U.S. Sen. Heidi Heitkamp of North Dakota poses for a photo with North Dakota State University student Alaina Beckert of Bismarck, N.D., during a campaign event with the school's Young Democrats in Fargo, N.D., on Thursday, Oct. 11, 2018. Heitkamp attended several events during the campaign season in the Fargo area, where she won by a large margin in 2012 to upset Republican Rick Berg. Heitkamp is running against Republican Rep. Kevin Cramer this time. (AP Photo/Dave Kolpack)

Democrat Heitkamp's Re-Election Hopes May Rest With Fargo

November 03, 2018 - 9:29 am

FARGO, N.D. (AP) — When Sen. Heidi Heitkamp was choosing her campaign headquarters, Fargo was the obvious choice.
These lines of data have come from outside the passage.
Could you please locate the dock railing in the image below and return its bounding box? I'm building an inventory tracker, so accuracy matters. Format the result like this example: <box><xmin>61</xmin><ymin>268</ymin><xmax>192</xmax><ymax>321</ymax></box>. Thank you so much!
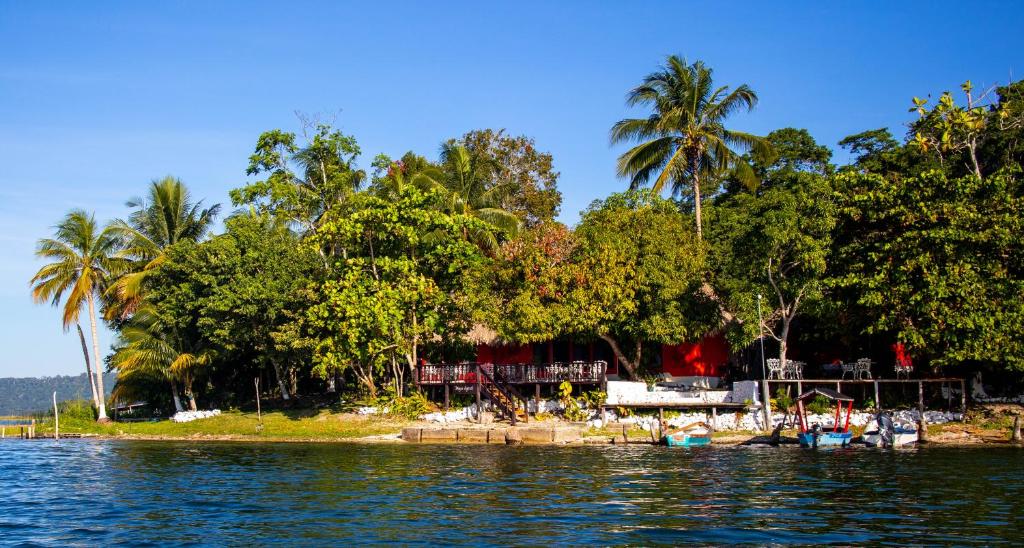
<box><xmin>416</xmin><ymin>360</ymin><xmax>608</xmax><ymax>385</ymax></box>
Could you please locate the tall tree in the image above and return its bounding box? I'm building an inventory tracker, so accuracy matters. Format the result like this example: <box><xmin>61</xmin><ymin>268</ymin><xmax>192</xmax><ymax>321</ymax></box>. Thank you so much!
<box><xmin>458</xmin><ymin>129</ymin><xmax>562</xmax><ymax>226</ymax></box>
<box><xmin>709</xmin><ymin>174</ymin><xmax>836</xmax><ymax>363</ymax></box>
<box><xmin>111</xmin><ymin>303</ymin><xmax>211</xmax><ymax>412</ymax></box>
<box><xmin>30</xmin><ymin>210</ymin><xmax>122</xmax><ymax>421</ymax></box>
<box><xmin>611</xmin><ymin>55</ymin><xmax>768</xmax><ymax>240</ymax></box>
<box><xmin>477</xmin><ymin>192</ymin><xmax>715</xmax><ymax>378</ymax></box>
<box><xmin>230</xmin><ymin>124</ymin><xmax>366</xmax><ymax>234</ymax></box>
<box><xmin>307</xmin><ymin>187</ymin><xmax>484</xmax><ymax>395</ymax></box>
<box><xmin>440</xmin><ymin>141</ymin><xmax>522</xmax><ymax>253</ymax></box>
<box><xmin>834</xmin><ymin>167</ymin><xmax>1024</xmax><ymax>371</ymax></box>
<box><xmin>106</xmin><ymin>176</ymin><xmax>220</xmax><ymax>320</ymax></box>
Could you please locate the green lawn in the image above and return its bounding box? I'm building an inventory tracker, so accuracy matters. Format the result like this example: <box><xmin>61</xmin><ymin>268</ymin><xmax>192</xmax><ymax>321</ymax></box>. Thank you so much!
<box><xmin>37</xmin><ymin>410</ymin><xmax>409</xmax><ymax>439</ymax></box>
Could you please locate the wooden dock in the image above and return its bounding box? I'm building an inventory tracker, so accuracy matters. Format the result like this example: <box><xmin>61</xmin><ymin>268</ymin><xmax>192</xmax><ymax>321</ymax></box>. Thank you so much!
<box><xmin>765</xmin><ymin>377</ymin><xmax>967</xmax><ymax>413</ymax></box>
She grew up in the area, it's nearly twice as large as any other North Dakota city and it's the biggest potential source of liberal-minded voters in the strongly conservative state.

The Democrat's chances to win a second term by defeating Republican challenger Kevin Cramer likely rest on her ability to pile up huge margins in Fargo. It's why her barnstorming "Bring It Home Heidi" statewide bus tour in the final days was set to end Monday right back on home turf.

"Obviously I do better in Fargo. This is where I'm from," said Heitkamp, who grew up in tiny Mantador, 50 miles (80 kilometers) to the south.

Heading into the final weekend of the campaign, Heitkamp was widely seen as trailing Cramer in a race Democrats were desperate to hold for any chance at taking control of the Senate. Former Vice President Joe Biden helped kick off the bus tour in Fargo on Thursday, urging voters to turn out.

In winning her first term six years ago, Heitkamp led Republican Rick Berg by nearly 10,000 in Cass County, which includes Fargo. She won by just 3,000 votes. Her campaign has said its internal polling shows her doing even better there this year, but officials declined to provide specific numbers they think she'd need to defeat Cramer.

The huge cache of votes in Fargo and Cass County isn't something the Cramer campaign is prepared to concede. Though Cramer's strength is in the more rural west of the state, he has made multiple stops in the Fargo area and was scheduled to tailgate in the city Saturday before North Dakota State's football game.

Fargo is more diverse and younger than the rest of North Dakota, with the university's roughly 14,000 students and a diversified economy. Cass County has grown by about 21,000 people since Heitkamp's 2012 victory — growth largely paralleled in the oil-producing west by thousands of mostly conservative-leaning workers — and now has nearly one-fourth of the state's population. Most is in the cities of Fargo and West Fargo.

A sprawling Microsoft campus employs about 1,700 workers, including many from abroad, and newer tech startups have popped up. In a city once best known for the Coen brothers' movie of the same name, Fargo's flourishing downtown now features many chic restaurants, shops, art galleries and hotels.

"People are starting to choose Fargo and then they are finding opportunities here," said Greg Tehven, executive director of Emerging Prairie, a nonprofit that provides assistance to young entrepreneurs. "More and more young folks that are creative and solutions-oriented are making this place home and continue to add to the social and creative fabric."

Heitkamp's campaign manager, Libby Schneider, said they have focused on college students, young families and new immigrants, which is the fastest-growing group in Fargo. To that end, Heitkamp events this year have ranged from hanging out at the Red River Valley Fair, speaking at a new Americans rally, talking with North Dakota State University's Young Democrats and participating in Fargo's gay pride parade.

Although Fargo is North Dakota's most liberal city, Cass County voters went decidedly for Donald Trump just two years ago. And not all of the younger downtowners are Democrats.

Nathan Joraanstad, who helped his brother start tech firm Myriad Mobile, is a Republican backing Cramer. He acknowledges that some Fargo residents might be more "liberal-minded," particularly in downtown, but the fact that Trump carried Cass County shows that "either the demographics have changed or people's mindsets have changed."

Cramer said he didn't view any city in the state as more or less important to his campaign.

"Every North Dakotan counts the same as every other," he said.